Занятый своими переживаниями (приезд Анны Александровны в Гейдельберг совпал с моим возвращением из Пруссии) я долгое время почти не замечал нового члена русской колонии. К тому же Анна Александровна была естественницей и марксисткой, презиравшею философские отвлеченности, я же был горячим идеалистом и весьма равнодушным к естественным наукам антимарксистом. Ее новый зоологический институт находился у вокзала, мой старый университет — у собора. Она писала докторскую работу об инстинкте самосохранения у раков, я — об историософии Владимира Соловьева, основанной на идее самопожертвования. Все это отнюдь не способствовало нашему сближению. Мы по–товарищески встречались за «табль д'отом» и на читалкинских собраниях, изредка говорили о Москве и иногда обменивались политическими колкостями. Этих поверхностных встреч было, впрочем, вполне достаточно, чтобы видеть, с какою быстротою вырастала и крепла любовь между Анною Александровною и Аркадием Миракли. Через год они женихом и невестой поехали на русскую зоологическую станцию в Вилль–Франш заканчивать свои докторские работы.

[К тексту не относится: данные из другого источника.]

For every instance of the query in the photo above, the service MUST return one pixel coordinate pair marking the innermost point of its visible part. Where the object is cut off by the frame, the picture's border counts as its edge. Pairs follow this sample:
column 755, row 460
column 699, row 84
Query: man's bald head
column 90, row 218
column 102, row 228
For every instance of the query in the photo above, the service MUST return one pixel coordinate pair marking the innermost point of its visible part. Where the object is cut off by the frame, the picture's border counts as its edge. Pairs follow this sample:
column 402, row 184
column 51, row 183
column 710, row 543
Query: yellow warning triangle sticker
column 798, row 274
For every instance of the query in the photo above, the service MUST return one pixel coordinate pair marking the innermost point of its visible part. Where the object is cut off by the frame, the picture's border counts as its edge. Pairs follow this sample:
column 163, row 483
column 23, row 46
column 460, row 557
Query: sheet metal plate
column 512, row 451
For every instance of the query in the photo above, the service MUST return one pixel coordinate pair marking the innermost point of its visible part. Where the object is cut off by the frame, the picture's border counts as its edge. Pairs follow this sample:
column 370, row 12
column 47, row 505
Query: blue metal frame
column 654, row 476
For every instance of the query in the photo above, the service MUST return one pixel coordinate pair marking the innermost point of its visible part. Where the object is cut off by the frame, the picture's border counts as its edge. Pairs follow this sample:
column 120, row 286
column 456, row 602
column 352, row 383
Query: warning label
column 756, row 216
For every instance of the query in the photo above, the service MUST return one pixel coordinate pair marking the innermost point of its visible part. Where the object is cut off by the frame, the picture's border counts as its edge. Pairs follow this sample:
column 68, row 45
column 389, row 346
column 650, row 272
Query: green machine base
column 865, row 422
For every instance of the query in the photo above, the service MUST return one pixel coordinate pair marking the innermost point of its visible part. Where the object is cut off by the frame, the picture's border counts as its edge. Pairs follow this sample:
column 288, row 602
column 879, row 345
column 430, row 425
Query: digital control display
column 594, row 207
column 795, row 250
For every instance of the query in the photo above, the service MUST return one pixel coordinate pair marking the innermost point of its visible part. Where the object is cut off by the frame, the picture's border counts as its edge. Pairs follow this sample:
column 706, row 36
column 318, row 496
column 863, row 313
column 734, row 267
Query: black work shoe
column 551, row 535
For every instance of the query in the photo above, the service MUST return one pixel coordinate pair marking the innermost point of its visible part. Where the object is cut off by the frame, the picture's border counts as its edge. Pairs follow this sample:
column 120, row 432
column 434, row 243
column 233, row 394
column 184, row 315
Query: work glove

С «жизнерадостно–благоуханной», «сине–солнечной» Ривьеры влюбленные слали своему другу Станчинскому, от души примирившемуся с победой приятеля в неравной любовной тяжбе, безгранично счастливые открытки и письма… Вдруг пришла непостижимая телеграмма: «Аркадий заболел тифом, приготовь комнату в больнице»…
Прошло две недели. На маленьком гейдельбергском вокзале собралось десятка два–три людей. Профессора, ассистенты, студенты и служащие зоологического института пришли проводить гроб с останками своего ученика и товарища в сюртуках и цилиндрах; русские — в обычных летних костюмах. Анны Александровны не было. За несколько дней до смерти Аркадия она сама заболела тяжким нервным недугом. Врачи строго предписали пока что не говорить ей о смерти жениха.
По платформе растерянно метался, по–бабьи вспухший от слез волосатый восточного вида человек в широкополом сюртуке и форменной путейской фуражке. По тому, с какою восторженною благодарностью он пожимал руки профессорам и товарищам своего умершего сына, как перекладывал венки, выправляя надписи на лентах, было ясно, что он сейчас так же весь в смерти любимого первенца, как уже завтра будет вне ее: выплачется, умоется, переоденется и привычно отправится распоряжаться в бюро.
Поднявшись по устланным черным сукном доскам в обитый черным же сукном вагон, я в темноватой его глубине сразу же увидел приехавшую несколько дней тому назад из Вильны сестру покойного, Нину. В черном платье–подряснике, со слегка склоненною на бок, гладко причесанною головою, бледная, печальноокая, с иконописно удлиненным носом и освещенным панихидною свечою тонким ртом, вся отозванная в глубокое, созерцательное затишье, она показалась мне не живою женщиною, а ликом из византийской мозаики первых веков. Несмотря на это, она своим обликом напоминала своего весьма жизнерадостного, изящно–светского брата.